Question

A block of ice mass 2.0 kg is pushed down an inclined plane of inclination ${37}^{\circ }$ with a force of 20 N acting parallel to the incline. It is found that the block moves on the incline with an acceleration of $10m/s^2$ If the block started from rest, find the work done$\left(W_f\right)$ by the applied force in the first second, $W_g$ by the weight of the block in the first second and $\left(W_f\right)$ by the frictional force acting on the block in the first second.
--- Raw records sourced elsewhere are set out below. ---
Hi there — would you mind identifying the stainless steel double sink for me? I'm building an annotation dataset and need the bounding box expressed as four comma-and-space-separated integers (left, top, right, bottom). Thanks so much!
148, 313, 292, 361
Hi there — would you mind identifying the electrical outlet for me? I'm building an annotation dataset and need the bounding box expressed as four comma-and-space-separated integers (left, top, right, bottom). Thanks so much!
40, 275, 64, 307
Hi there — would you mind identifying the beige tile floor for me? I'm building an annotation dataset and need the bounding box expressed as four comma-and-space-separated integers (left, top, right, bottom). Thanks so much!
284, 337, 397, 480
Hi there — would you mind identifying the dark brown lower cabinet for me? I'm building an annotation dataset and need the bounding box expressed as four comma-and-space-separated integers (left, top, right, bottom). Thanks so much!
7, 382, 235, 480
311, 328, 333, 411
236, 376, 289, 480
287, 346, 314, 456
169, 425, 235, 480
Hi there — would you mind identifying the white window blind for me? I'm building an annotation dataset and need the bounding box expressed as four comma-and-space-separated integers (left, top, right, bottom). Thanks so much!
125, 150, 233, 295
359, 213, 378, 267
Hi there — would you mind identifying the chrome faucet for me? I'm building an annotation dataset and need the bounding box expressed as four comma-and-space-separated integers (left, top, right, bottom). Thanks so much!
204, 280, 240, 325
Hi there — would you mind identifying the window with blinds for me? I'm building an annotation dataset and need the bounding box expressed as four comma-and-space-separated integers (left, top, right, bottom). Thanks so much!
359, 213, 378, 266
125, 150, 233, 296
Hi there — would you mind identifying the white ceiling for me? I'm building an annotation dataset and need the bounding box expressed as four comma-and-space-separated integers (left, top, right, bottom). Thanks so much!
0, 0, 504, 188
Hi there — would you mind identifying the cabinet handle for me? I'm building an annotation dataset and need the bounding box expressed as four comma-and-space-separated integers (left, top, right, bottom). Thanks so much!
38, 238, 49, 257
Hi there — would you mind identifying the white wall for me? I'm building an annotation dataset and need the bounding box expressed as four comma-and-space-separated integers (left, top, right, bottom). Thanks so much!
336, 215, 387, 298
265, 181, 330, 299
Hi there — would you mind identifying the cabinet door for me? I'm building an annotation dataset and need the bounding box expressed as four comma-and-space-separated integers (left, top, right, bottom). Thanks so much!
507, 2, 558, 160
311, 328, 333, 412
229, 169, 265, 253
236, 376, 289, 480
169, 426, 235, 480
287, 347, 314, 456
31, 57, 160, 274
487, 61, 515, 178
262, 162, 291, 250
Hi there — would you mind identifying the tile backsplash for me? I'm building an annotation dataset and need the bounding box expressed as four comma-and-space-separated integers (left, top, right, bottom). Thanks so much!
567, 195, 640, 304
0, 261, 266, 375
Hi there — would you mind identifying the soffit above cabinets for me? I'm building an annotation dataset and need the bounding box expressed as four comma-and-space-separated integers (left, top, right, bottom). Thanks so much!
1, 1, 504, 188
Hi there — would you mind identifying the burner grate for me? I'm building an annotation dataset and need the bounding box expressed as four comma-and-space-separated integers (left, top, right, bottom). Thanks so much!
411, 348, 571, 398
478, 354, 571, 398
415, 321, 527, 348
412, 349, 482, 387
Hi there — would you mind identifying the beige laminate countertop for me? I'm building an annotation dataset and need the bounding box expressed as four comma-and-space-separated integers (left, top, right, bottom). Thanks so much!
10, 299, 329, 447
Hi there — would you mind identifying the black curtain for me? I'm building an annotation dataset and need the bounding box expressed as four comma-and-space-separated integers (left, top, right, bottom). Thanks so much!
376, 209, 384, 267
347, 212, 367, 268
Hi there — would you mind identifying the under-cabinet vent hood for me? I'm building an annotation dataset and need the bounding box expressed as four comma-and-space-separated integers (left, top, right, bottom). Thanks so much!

Take $g=10m/s^2$

• A. W_F =100 J; W_g = 60 J; W_f = 60 J
• B. W_F =100 J; W_g = 60 J; W_f = -60 J
• C. W_F =100 J; W_g = 100 J; W_f = 0 J
• D. None of these

Answer 1

The correct option is B

W_F =100 J; W_g = 60 J; W_f = -60 J

So question is asking for work done in the first second

$a=10\frac{m}{s^2}$

$u=0\frac{m}{s}$

$t=1sec$

So, in 1 sec displacement of block will be $s=ut+\frac{1}{2}a{t}^2$

s = 5m

$W_F$ = Work done by force = $F\times s\times cos\theta$

= $20\times 5\times cos{0}^{\circ }$

= 100 J

$W_g$ = Work done by weight = $mg\times s\times cos\theta$

=$2\times g\times 5\times cos{53}^{\circ }$

= 60 J

$W_f$ = Work done by friction = $f_r\times s\times cos\theta$

Oh, so we need NLM to find friction from free body drawing of object.

$F+mgcos{53}^{\circ }-f_r$ = $ma$

$20+12-f_r=2\times 10$

$f_r=12N$

=$W_f=12\times 5\times cos{180}^{\circ }=-60J$